Cutting is an equestrian competition in which a horse and rider work together to demonstrate the horse’s athleticism and ability to handle cattle. Cutting horses are well-trained with skills to constrain the movement of a cow and prevent it from returning to the herd.
“I roped and rodeoed; my whole life was really just roping,” Bubba said.
That all changed when he moved to Crockett in 1995 and met Gerald Alexander, a performance horse starter (who starts the training on a 2-year-old horse).
“I knew he had started a bunch of colts,” Bubba said. “I never knew anything about cutting, but I went to his place and asked him for a job.”
Alexander offered him a job as a starter. Bubba lived in a travel trailer and started out earning $150 per week.
The first year he was there, all Bubba said he did was saddle and unsaddle horses. By the time he left Alexander in 1999, his pay had more than doubled. He had his own barn, where he was starting 120 colts a year.
He attributes most of his early knowledge to Alexander.
“That’s where I really got my start in cutting,” Bubba said. “He probably taught me more than anybody could ever have taught me, just working with him.”
He then moved to Weatherford to work starting colts for Tim McCloud. That’s where he was exposed to his first cutting competition — the NCHA Futurity — where he witnessed Shannon Hall winning on Shania Cee at the Will Rogers Coliseum.
“That’s when I made my mind up that’s what I wanted to do, after watching that run. It really hit me pretty good,” Bubba said.
Under McCloud, Bubba worked as an assistant trainer and was tasked with finishing his first horse, which entails giving the animal specialized training to perform specific tasks, such as roping or cutting.

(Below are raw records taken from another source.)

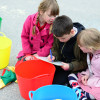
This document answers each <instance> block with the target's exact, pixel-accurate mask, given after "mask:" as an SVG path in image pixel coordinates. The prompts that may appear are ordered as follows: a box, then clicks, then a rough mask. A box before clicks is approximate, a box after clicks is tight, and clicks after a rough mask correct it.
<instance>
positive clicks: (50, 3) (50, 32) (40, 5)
mask: <svg viewBox="0 0 100 100" xmlns="http://www.w3.org/2000/svg"><path fill="white" fill-rule="evenodd" d="M48 9H51V15H53V16H56V15H59V6H58V3H57V1H56V0H42V2H41V3H40V5H39V7H38V12H40V11H42V12H43V13H44V12H45V11H47V10H48ZM38 20H39V14H38V16H37V19H36V24H35V25H34V26H33V32H32V34H33V35H34V34H35V30H36V25H37V22H38ZM51 30H52V25H51V26H50V31H49V34H50V33H51Z"/></svg>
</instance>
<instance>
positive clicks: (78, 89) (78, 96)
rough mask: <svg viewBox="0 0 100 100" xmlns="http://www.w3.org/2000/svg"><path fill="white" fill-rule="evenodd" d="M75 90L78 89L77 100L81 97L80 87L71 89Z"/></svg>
mask: <svg viewBox="0 0 100 100" xmlns="http://www.w3.org/2000/svg"><path fill="white" fill-rule="evenodd" d="M77 90H78V92H79V96H78V98H77V100H79V99H80V97H81V91H80V89H78V88H76V89H73V91H74V92H76V91H77Z"/></svg>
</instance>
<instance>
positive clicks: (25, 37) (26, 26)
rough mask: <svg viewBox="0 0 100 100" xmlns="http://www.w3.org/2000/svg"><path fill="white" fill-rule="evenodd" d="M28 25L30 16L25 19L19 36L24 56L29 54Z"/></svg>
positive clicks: (29, 23) (29, 22) (29, 43)
mask: <svg viewBox="0 0 100 100" xmlns="http://www.w3.org/2000/svg"><path fill="white" fill-rule="evenodd" d="M30 23H31V19H30V16H29V17H28V18H27V19H26V21H25V22H24V25H23V30H22V34H21V41H22V48H23V53H24V54H25V55H26V54H31V46H30V43H29V34H30Z"/></svg>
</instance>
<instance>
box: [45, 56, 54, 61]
mask: <svg viewBox="0 0 100 100" xmlns="http://www.w3.org/2000/svg"><path fill="white" fill-rule="evenodd" d="M47 58H48V60H49V61H50V62H52V61H54V60H55V56H52V59H51V55H49V56H48V57H47Z"/></svg>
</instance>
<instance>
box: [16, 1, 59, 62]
mask: <svg viewBox="0 0 100 100" xmlns="http://www.w3.org/2000/svg"><path fill="white" fill-rule="evenodd" d="M58 14H59V6H58V4H57V1H56V0H43V1H42V2H41V3H40V5H39V7H38V12H37V13H35V14H33V15H30V16H28V17H27V19H26V21H25V23H24V25H23V30H22V34H21V40H22V51H20V52H19V54H18V56H17V58H18V59H19V60H21V58H22V57H23V56H26V55H34V54H35V55H39V56H48V54H49V53H50V49H51V47H52V45H53V34H52V33H51V29H52V23H53V21H54V19H55V17H56V15H58ZM32 59H33V57H32V56H27V57H26V58H25V60H32Z"/></svg>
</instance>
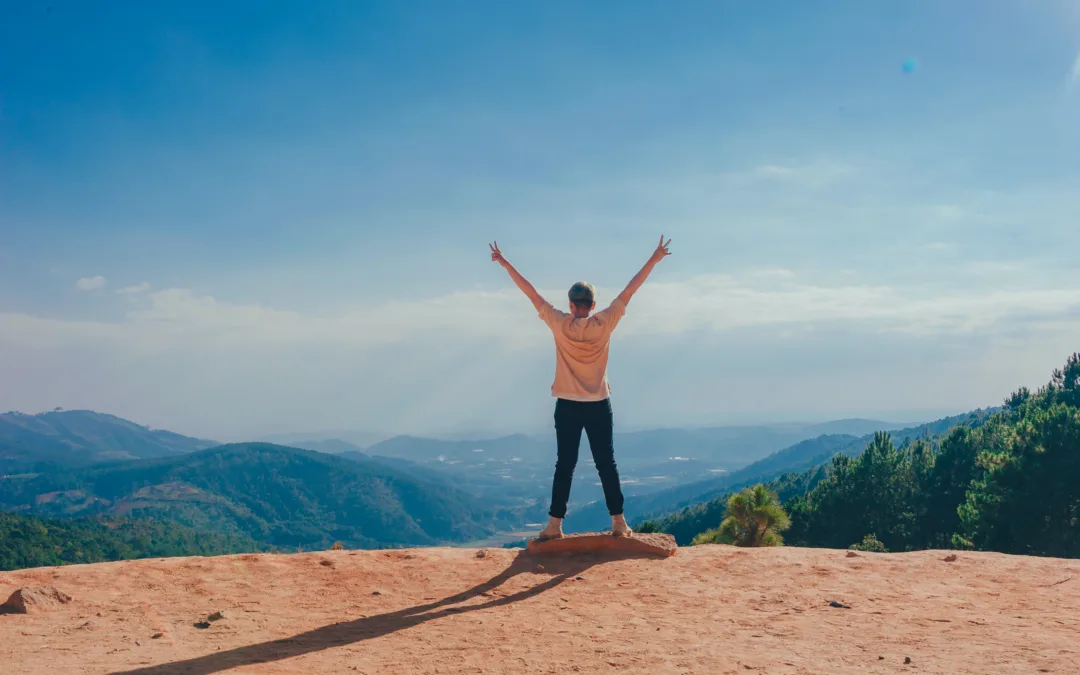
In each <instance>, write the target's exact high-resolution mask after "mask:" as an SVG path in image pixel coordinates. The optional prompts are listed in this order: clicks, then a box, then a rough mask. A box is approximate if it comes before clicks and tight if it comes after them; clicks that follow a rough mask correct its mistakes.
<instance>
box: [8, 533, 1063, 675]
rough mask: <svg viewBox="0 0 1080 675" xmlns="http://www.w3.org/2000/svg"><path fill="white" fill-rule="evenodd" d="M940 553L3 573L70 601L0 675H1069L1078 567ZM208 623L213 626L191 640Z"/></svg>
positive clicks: (521, 556) (12, 581)
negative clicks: (387, 673) (623, 673)
mask: <svg viewBox="0 0 1080 675" xmlns="http://www.w3.org/2000/svg"><path fill="white" fill-rule="evenodd" d="M945 555H946V554H945V553H942V552H921V553H912V554H880V555H875V554H860V556H859V557H847V556H846V554H845V552H843V551H821V550H809V549H772V550H741V549H733V548H729V546H698V548H693V549H684V550H681V551H679V552H678V554H676V555H675V556H674V557H671V558H667V559H595V558H593V559H589V558H579V559H572V558H562V559H549V561H538V559H536V558H530V557H528V556H524V555H523V556H517V553H516V552H515V551H503V550H486V551H484V553H483V554H478V553H477V552H476V551H473V550H462V549H422V550H413V551H389V552H388V551H382V552H350V551H338V552H324V553H311V554H300V555H240V556H228V557H218V558H173V559H163V561H138V562H125V563H108V564H102V565H87V566H72V567H64V568H43V569H35V570H24V571H17V572H2V573H0V596H3V597H6V596H8V595H9V594H10V593H11V592H12V591H14V590H15V589H16V588H19V586H24V585H29V584H51V585H54V586H56V588H57V589H59V590H60V591H63V592H66V593H68V594H69V595H71V596H72V597H73V598H75V602H73V603H71V604H70V605H68V606H65V607H63V608H62V609H57V610H55V611H51V612H46V613H40V615H29V616H24V615H8V616H0V672H2V673H4V674H5V675H23V674H33V675H44V674H50V675H51V674H54V673H65V674H67V673H71V674H75V673H86V674H104V673H118V674H119V673H124V674H136V673H137V674H139V675H181V674H183V675H208V674H211V673H230V674H239V673H248V674H256V673H258V674H269V673H369V674H373V675H374V674H376V673H380V674H381V673H608V672H610V673H747V672H757V673H769V674H809V673H828V674H837V673H852V674H854V673H859V674H863V673H907V672H917V673H971V674H978V675H985V674H987V673H995V674H1007V673H1016V674H1024V675H1031V674H1036V673H1040V672H1044V673H1058V674H1062V675H1072V674H1075V673H1077V672H1078V671H1080V665H1078V664H1080V561H1062V559H1053V558H1034V557H1018V556H1005V555H997V554H975V553H960V554H959V555H958V559H957V561H956V562H953V563H946V562H943V558H944V557H945ZM538 562H539V564H540V565H542V566H543V568H542V569H540V568H538V567H537V564H538ZM3 597H0V602H2V599H3ZM829 600H837V602H840V603H843V604H846V605H849V606H850V609H845V608H834V607H831V606H829V605H828V603H829ZM214 611H222V612H224V615H225V618H224V619H221V620H219V621H215V622H214V623H212V624H211V627H208V629H197V627H194V626H193V624H194V623H195V622H197V621H200V620H203V619H205V618H206V617H207V615H210V613H212V612H214ZM159 633H160V634H161V636H160V637H158V638H154V637H153V636H154V635H156V634H159ZM905 658H909V659H910V663H909V664H907V665H905V663H904V661H905Z"/></svg>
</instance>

The first horse Bubba started and finished was originally purchased for $3,500 and sold for $35,000 after being trained.
“You have to let the horse tell you how they need to be trained. Not one is the same. Kinda like kids,” Bubba said.
After gaining recognition as an up-and-coming trainer, Bubba accepted a position in Tennessee as a head trainer before going out on his own, which is where he won most of his accolades.
Bubba has held training clinics in both the United States and abroad, including France and Italy, and was invited to hold a clinic in Australia that was canceled due to COVID-19 restrictions.
His determination and luck with horses has earned him numerous awards, including NCHA Futurity Reserve Champion and ACHA Super Stakes Classic Reserve Champion, and even landed him in the ACHA Open Rider Hall of Fame, an honor given to riders and trainers who have a lifetime earning of more than one million dollars.
Bubba is a champion horseman and cowboy. In the past two years, he moved back to Crockett, where it all began. He spends his time judging cutting competitions, hosting clinics and professionally showing performance cutting horses. Bubba has his eye on the NCHA Futurity Championship, which he describes as “the Super Bowl of cutting competitions.”
Bubba’s offers this advice to younger trainers and riders: “Find a good trainer, beg for a job, then work your tail off.”